> For the complete documentation index, see [llms.txt](https://docs.openreview.net/llms.txt). Markdown versions of documentation pages are available by appending `.md` to page URLs; this page is available as [Markdown](https://docs.openreview.net/reference/sign-in-with-openreview.md).

# Sign in with OpenReview

Let your users sign in to your application with their OpenReview account. OpenReview acts as a standard **OpenID Connect (OIDC)** identity provider using the **Authorization Code flow with PKCE**, so any spec-compliant OIDC or OAuth 2.0 client library will work.

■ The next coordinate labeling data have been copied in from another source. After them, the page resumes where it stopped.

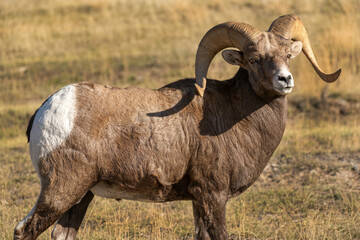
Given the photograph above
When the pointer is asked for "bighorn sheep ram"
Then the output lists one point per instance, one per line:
(205, 143)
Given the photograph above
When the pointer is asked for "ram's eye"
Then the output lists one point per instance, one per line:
(252, 61)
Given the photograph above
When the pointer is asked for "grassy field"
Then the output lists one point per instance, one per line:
(309, 190)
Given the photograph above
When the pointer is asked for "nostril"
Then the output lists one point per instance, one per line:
(282, 78)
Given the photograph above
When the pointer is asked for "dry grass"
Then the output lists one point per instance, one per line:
(310, 189)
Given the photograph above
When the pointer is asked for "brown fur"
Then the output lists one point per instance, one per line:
(167, 144)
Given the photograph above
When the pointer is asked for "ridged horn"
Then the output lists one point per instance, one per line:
(224, 35)
(291, 27)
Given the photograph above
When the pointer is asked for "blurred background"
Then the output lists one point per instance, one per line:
(310, 188)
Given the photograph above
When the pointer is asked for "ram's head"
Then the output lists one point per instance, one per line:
(265, 55)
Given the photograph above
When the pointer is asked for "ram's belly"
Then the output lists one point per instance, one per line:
(146, 193)
(103, 189)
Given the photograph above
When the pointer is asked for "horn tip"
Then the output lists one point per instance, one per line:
(334, 76)
(199, 89)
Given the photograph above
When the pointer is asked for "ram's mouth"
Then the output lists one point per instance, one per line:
(284, 90)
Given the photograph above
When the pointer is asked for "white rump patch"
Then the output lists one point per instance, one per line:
(53, 123)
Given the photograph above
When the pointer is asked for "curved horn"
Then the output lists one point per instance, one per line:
(224, 35)
(291, 27)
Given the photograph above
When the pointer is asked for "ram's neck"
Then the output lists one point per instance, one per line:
(247, 129)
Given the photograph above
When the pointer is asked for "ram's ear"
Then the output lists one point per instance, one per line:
(234, 57)
(295, 48)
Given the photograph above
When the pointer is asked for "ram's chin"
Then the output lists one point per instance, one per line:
(283, 91)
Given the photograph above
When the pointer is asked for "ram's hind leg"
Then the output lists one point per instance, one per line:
(69, 223)
(62, 185)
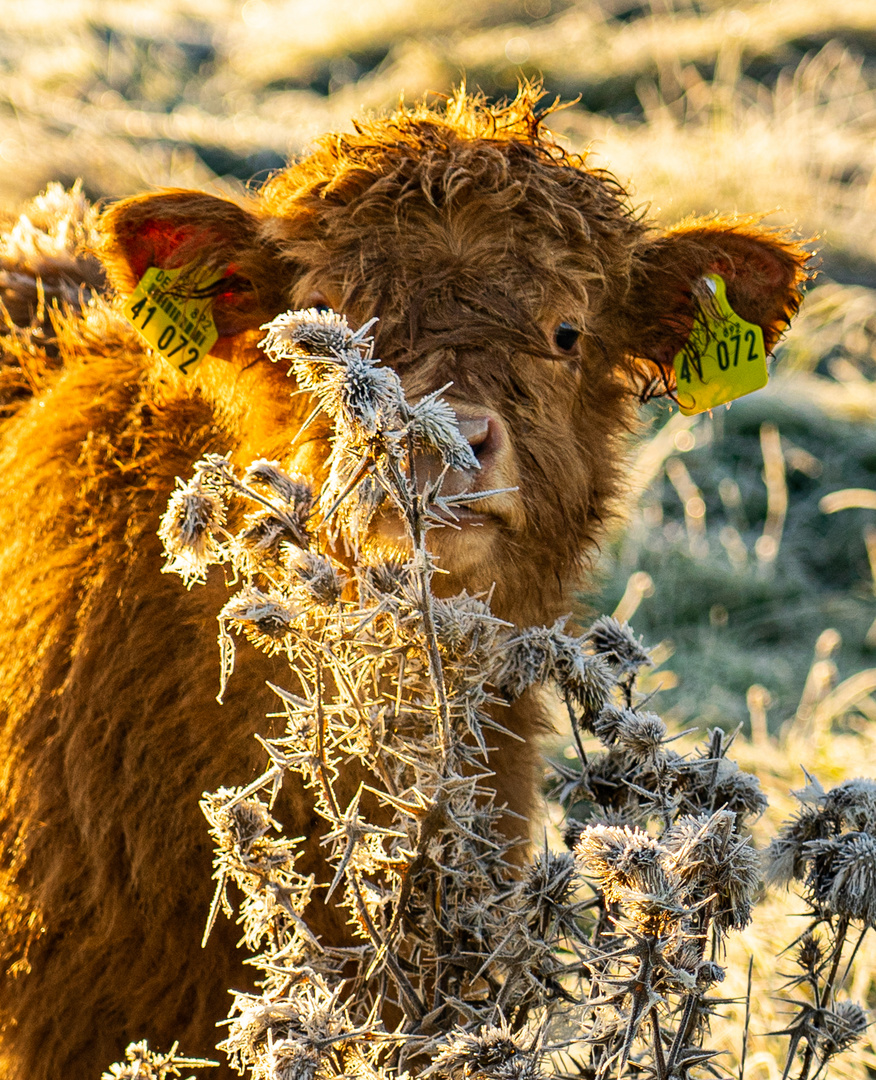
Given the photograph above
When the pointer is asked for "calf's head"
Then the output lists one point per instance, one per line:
(495, 261)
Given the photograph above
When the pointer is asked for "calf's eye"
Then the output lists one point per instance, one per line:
(566, 337)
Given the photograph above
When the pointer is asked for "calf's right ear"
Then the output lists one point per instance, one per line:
(173, 229)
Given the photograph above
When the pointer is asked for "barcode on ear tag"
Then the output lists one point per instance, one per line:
(172, 310)
(724, 358)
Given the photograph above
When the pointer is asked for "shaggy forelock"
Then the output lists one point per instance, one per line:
(430, 201)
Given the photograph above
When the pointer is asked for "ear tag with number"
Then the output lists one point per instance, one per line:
(724, 356)
(172, 310)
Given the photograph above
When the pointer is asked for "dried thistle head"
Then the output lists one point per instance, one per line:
(853, 805)
(840, 1028)
(434, 427)
(841, 876)
(541, 653)
(639, 734)
(142, 1063)
(489, 1053)
(294, 490)
(315, 577)
(310, 332)
(618, 646)
(632, 869)
(716, 865)
(187, 531)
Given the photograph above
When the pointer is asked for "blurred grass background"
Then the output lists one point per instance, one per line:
(764, 603)
(700, 106)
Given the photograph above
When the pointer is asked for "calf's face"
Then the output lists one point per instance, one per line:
(496, 264)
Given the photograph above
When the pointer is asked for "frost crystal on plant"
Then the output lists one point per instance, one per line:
(456, 957)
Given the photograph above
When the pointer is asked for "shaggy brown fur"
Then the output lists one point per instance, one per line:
(472, 235)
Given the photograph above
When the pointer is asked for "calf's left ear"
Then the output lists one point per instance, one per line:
(764, 271)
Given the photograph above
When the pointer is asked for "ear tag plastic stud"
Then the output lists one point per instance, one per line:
(724, 358)
(172, 310)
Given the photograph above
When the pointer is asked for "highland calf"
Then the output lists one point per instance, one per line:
(495, 261)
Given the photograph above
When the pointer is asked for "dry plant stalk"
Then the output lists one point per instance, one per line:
(460, 962)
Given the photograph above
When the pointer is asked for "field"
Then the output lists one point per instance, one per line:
(757, 589)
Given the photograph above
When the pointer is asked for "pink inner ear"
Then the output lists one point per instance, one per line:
(160, 243)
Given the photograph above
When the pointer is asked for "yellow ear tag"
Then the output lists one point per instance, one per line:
(172, 310)
(724, 356)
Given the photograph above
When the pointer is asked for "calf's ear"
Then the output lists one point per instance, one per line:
(764, 271)
(173, 229)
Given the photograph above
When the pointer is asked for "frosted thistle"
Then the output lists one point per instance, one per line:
(718, 867)
(617, 644)
(310, 331)
(639, 734)
(293, 490)
(489, 1053)
(633, 871)
(187, 531)
(433, 426)
(841, 876)
(315, 577)
(142, 1063)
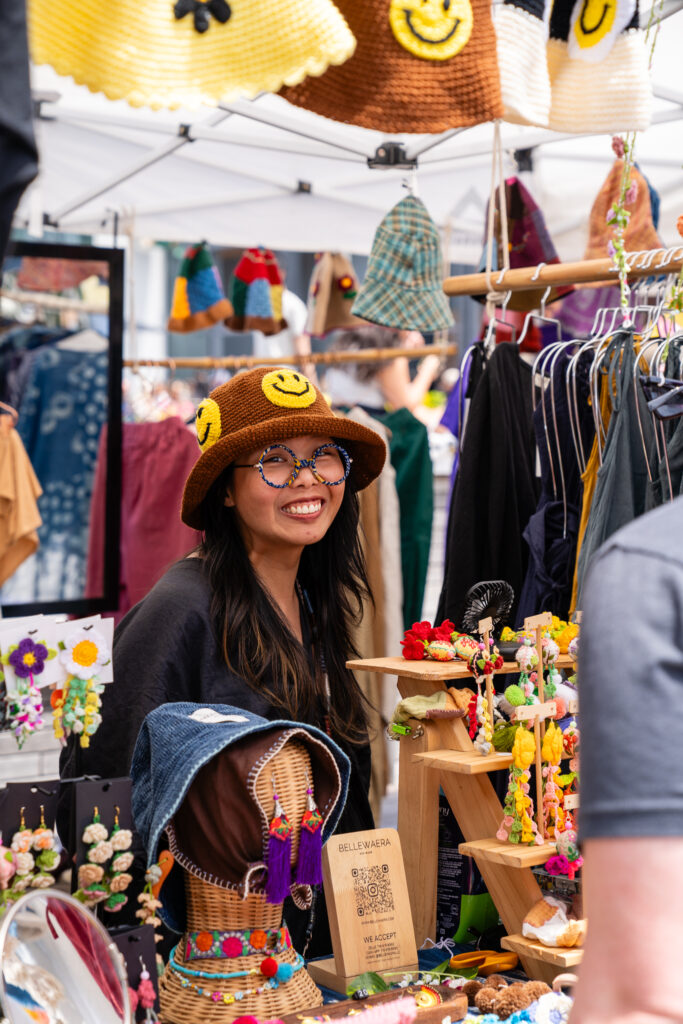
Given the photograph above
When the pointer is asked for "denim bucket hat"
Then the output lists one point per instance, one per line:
(403, 285)
(176, 742)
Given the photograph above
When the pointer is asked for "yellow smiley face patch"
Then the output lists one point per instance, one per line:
(595, 27)
(433, 30)
(289, 389)
(208, 423)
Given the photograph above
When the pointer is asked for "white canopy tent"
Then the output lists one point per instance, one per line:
(265, 172)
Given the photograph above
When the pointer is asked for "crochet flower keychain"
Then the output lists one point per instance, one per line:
(518, 824)
(25, 706)
(553, 815)
(77, 705)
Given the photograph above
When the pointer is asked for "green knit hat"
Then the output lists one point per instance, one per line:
(403, 285)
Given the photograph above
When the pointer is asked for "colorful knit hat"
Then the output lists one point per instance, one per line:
(256, 290)
(598, 66)
(198, 294)
(262, 407)
(187, 52)
(333, 288)
(420, 66)
(521, 32)
(403, 285)
(640, 231)
(529, 244)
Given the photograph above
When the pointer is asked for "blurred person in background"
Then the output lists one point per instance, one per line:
(378, 385)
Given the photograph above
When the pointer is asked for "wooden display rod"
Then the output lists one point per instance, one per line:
(464, 762)
(562, 274)
(511, 854)
(436, 670)
(332, 358)
(560, 956)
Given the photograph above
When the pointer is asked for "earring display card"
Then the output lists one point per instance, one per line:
(368, 905)
(31, 797)
(105, 795)
(137, 946)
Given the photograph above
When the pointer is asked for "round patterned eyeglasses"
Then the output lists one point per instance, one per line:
(280, 467)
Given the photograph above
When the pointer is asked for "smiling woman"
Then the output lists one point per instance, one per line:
(260, 615)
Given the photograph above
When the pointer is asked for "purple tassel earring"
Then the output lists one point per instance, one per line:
(280, 854)
(309, 862)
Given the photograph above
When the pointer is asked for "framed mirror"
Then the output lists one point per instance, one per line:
(58, 966)
(60, 359)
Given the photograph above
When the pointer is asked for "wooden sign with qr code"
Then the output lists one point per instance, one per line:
(368, 904)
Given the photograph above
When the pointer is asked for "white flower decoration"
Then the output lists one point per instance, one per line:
(121, 839)
(85, 653)
(24, 862)
(22, 841)
(42, 881)
(100, 853)
(95, 833)
(122, 861)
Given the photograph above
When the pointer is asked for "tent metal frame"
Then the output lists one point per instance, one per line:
(321, 144)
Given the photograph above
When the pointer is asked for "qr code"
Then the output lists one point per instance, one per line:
(372, 888)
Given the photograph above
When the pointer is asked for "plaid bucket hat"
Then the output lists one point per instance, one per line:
(179, 741)
(261, 407)
(403, 286)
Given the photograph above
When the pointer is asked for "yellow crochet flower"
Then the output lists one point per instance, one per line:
(552, 744)
(523, 749)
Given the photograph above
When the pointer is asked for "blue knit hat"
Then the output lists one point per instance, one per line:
(175, 741)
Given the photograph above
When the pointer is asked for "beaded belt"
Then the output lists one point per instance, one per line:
(226, 945)
(271, 975)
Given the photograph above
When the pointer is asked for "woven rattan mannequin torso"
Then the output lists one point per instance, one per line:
(210, 906)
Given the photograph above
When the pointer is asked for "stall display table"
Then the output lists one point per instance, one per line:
(440, 753)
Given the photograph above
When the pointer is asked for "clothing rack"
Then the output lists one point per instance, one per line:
(246, 361)
(646, 263)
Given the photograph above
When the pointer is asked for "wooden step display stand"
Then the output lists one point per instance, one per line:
(439, 753)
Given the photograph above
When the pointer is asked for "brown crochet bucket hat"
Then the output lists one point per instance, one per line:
(263, 406)
(419, 66)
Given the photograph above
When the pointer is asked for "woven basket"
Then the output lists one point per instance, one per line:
(211, 907)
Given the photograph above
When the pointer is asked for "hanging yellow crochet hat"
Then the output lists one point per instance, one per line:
(185, 52)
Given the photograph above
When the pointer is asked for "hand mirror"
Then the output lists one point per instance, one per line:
(58, 965)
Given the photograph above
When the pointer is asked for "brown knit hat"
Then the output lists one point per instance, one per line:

After a successful sign-in your application receives:

* An **ID token** (a signed JWT) that identifies the user.
* An **access token** you can use to fetch the user's profile claims from the UserInfo endpoint.

{% hint style="info" %}
This guide covers integrations using PKCE (Proof Key for Code Exchange) — the recommended approach for web, mobile, and single-page applications.
{% endhint %}

## Endpoints

All endpoints live under the OpenReview API host. In production:

| Purpose            | URL                                                            |
| ------------------ | -------------------------------------------------------------- |
| Discovery          | `https://api2.openreview.net/.well-known/openid-configuration` |
| Authorization      | `https://api2.openreview.net/oidc/authorize`                   |
| Token              | `https://api2.openreview.net/oidc/token`                       |
| UserInfo           | `https://api2.openreview.net/oidc/userinfo`                    |
| JWKS (public keys) | `https://api2.openreview.net/oidc/jwks`                        |
| Revocation         | `https://api2.openreview.net/oidc/revoke`                      |

The interactive login and consent screens are served from the OpenReview web app at `https://openreview.net`. Your users are redirected there to sign in and approve access.

### Discovery document

Most OIDC libraries configure themselves automatically from the discovery document. Fetch it to see the provider's current capabilities — supported scopes, claims, signing algorithm, and endpoint URLs:

```bash
curl https://api2.openreview.net/.well-known/openid-configuration
```

## Registering your application

Client registration is handled by the OpenReview team. To register, contact OpenReview support and provide:

* **`client_id`** — a unique identifier for your application. You choose this value (for example, `my-conference-portal`); it is included in every request.
* **Application name** — the human-readable name shown to users on the consent screen.
* **Redirect URIs** — the exact callback URLs in your application that OpenReview is allowed to redirect back to after sign-in. Redirect URIs are matched exactly, so list every URL you will use (for example, both your production and staging callbacks).
* **Scopes** — the scopes your application needs (see [Scopes and claims](#scopes-and-claims)).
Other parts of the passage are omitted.